The DGA’s are so effective, that registrars have struggled to combat the process. The problem many face is that there are millions of legitimate domains created each day, spotting the ones used by the cybercriminals is difficult. According to Valter Santos, Senior Security Analyst, BitSight: “This DGA produces 2048 possible C2 domains every 4 days across 43 TLDs, including .bit.”
Burt explains that Microsoft was able to accurately predict over six million unique domains that would have been created in a 25 month period. By passing that information to the domain registrars in different countries, the websites are blocked as soon as they are created. This, Burt claims, prevents them from becoming part of the Necurs network.
In parallel to this activity, Microsoft acquired a court order in the US that allowed it to take control of the Necurs domains hosted in the US. This has allowed them to work with ISPs to help disinfected machines enrolled in the Necurs botnet. Similar actions are being taken by other parties outside of the US.
Does this mark the end for the global botnets?
Not a chance. Many of the users who will be disinfected will get re-infected with another botnet. Poor browsing habits, clicking on phishing email, falling for scams, getting hit by drive-by attacks when a website has been compromised, these are all ways in which users are caught out. Even those with the most up-to-date endpoint security cannot be sure they are always safe.

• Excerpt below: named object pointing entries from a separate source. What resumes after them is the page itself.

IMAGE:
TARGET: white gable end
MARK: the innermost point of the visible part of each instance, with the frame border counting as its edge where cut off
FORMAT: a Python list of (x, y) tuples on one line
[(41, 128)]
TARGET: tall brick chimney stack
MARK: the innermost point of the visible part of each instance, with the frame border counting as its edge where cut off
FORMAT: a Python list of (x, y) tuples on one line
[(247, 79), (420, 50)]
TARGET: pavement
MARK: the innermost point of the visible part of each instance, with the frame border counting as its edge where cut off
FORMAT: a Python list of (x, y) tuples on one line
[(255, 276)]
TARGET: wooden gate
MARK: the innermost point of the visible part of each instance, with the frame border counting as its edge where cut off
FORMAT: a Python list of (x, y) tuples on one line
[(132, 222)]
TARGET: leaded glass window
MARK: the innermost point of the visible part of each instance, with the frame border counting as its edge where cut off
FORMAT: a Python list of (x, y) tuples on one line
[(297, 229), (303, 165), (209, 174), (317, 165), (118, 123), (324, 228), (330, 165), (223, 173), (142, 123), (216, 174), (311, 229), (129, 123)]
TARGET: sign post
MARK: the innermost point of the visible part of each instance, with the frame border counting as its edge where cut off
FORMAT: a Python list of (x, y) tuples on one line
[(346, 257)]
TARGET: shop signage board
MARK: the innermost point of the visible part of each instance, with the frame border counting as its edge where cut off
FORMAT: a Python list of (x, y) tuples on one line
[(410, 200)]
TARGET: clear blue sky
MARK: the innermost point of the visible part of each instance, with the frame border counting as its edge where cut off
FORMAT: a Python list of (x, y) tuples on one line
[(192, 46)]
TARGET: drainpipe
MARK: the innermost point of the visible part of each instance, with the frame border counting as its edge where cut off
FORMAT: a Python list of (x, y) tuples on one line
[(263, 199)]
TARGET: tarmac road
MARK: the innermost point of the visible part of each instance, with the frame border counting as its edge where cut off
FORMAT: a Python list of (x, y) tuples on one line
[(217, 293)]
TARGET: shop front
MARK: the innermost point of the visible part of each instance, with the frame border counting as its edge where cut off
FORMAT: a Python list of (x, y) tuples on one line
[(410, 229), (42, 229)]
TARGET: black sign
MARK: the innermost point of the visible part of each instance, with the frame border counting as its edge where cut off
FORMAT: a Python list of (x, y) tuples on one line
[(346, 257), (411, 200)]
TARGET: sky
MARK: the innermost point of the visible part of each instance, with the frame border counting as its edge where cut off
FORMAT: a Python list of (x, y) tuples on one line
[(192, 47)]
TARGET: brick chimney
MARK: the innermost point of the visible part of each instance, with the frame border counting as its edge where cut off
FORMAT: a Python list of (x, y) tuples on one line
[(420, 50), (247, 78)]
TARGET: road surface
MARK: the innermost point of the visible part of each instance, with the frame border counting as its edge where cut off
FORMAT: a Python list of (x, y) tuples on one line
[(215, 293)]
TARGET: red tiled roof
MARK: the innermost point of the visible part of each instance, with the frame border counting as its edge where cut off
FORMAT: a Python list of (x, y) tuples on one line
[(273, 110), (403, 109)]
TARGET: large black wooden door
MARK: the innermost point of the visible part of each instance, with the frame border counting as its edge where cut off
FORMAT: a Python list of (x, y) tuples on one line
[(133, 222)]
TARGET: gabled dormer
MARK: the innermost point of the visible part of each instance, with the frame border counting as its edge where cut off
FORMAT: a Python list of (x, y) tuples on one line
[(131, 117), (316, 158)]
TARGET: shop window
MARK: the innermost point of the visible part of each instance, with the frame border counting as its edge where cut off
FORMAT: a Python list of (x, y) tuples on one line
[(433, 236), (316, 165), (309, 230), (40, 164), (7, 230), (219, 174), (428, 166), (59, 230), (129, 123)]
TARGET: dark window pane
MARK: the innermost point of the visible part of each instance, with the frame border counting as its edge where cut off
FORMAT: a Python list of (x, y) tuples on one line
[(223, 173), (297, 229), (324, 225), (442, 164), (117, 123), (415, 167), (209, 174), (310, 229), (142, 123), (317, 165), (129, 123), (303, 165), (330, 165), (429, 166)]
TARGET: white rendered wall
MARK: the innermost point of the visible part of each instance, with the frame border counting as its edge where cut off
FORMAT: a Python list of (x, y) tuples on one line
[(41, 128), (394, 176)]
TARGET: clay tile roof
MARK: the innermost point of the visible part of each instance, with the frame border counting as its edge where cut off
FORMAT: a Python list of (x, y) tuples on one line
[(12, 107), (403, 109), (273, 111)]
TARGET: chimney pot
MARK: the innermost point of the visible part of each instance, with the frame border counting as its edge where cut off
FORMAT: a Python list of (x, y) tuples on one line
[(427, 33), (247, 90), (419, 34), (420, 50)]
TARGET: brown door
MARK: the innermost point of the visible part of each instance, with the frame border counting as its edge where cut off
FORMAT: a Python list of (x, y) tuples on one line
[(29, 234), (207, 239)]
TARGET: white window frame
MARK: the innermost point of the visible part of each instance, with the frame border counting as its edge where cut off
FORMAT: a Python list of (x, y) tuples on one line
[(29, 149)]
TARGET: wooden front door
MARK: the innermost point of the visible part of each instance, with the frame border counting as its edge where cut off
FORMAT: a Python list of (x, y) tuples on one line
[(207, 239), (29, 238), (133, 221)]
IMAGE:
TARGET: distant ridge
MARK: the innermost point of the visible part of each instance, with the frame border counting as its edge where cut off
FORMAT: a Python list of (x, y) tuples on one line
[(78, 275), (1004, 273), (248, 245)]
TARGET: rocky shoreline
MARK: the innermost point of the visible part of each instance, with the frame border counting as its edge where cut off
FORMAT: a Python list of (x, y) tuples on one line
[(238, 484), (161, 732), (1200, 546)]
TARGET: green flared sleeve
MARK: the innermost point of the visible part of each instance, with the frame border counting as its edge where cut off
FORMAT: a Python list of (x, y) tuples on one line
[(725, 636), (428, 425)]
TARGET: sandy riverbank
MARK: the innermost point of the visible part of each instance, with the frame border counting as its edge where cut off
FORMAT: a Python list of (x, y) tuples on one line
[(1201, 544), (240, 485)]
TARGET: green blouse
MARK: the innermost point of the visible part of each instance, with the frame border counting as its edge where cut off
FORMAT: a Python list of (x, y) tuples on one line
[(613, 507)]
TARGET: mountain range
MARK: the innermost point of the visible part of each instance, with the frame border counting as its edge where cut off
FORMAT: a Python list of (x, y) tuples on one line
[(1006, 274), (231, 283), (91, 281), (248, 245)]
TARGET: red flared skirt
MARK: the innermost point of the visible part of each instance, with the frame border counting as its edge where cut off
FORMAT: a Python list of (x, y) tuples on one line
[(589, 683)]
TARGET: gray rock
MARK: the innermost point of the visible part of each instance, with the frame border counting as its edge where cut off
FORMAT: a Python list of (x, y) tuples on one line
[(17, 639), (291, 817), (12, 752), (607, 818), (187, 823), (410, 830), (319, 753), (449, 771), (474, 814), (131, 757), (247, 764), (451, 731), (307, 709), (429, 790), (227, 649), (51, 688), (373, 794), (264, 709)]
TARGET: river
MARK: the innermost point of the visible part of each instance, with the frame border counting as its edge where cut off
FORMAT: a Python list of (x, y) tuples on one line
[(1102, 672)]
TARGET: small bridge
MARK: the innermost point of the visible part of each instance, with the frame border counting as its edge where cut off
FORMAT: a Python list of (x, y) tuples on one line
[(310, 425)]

The driver for the cybercriminals is simple, money. There are billions being made every year from scams, cyberattacks and malware infections. While some of the attacks are carefully targeted requiring a degree of preparation, a lot are not. This creates a world where the entry level to cybercrime is low. But attacks need a delivery mechanism and this is where botnets come into play.
In the first 7 days of March, BitSight recorded over 650,000 infections by Necurs. That is down substantially on the peaks of 2016/1017. However, that does not mean that infections are down. Other botnets are taking over from Necurs.
In his blog, Santos comment: “We know in advance that Necurs was in idle mode for a while and was already been replaced by others (Emotet) but, nevertheless, there were still an estimated 2 million infected bots waiting for their master commands – and that could happen at any time if no action was taken.”
Enterprise Times: What does this mean?
Disruption and takedown of botnets happens on a fairly regular basis. Unfortunately, cybercriminals just rebuild over time. There is an irony here and lessons to be learned. Companies are castigated for their poor cyber resilience, disaster recovery and business continuity planning.
By comparison, cybercriminals set a gold standard. It is likely that we will see some form of Necurs botnet revival as the people behind it look to rebuild. It will take time and the breaking of the Necurs DGA is a major blow. However, there are other DGAs out there that are far from being broken.
For now, Microsoft has provided a link to the Microsoft Safety Scanner. This allows users to test their Windows machines to see if they are infected. Perhaps it is time that Apple started to do the same.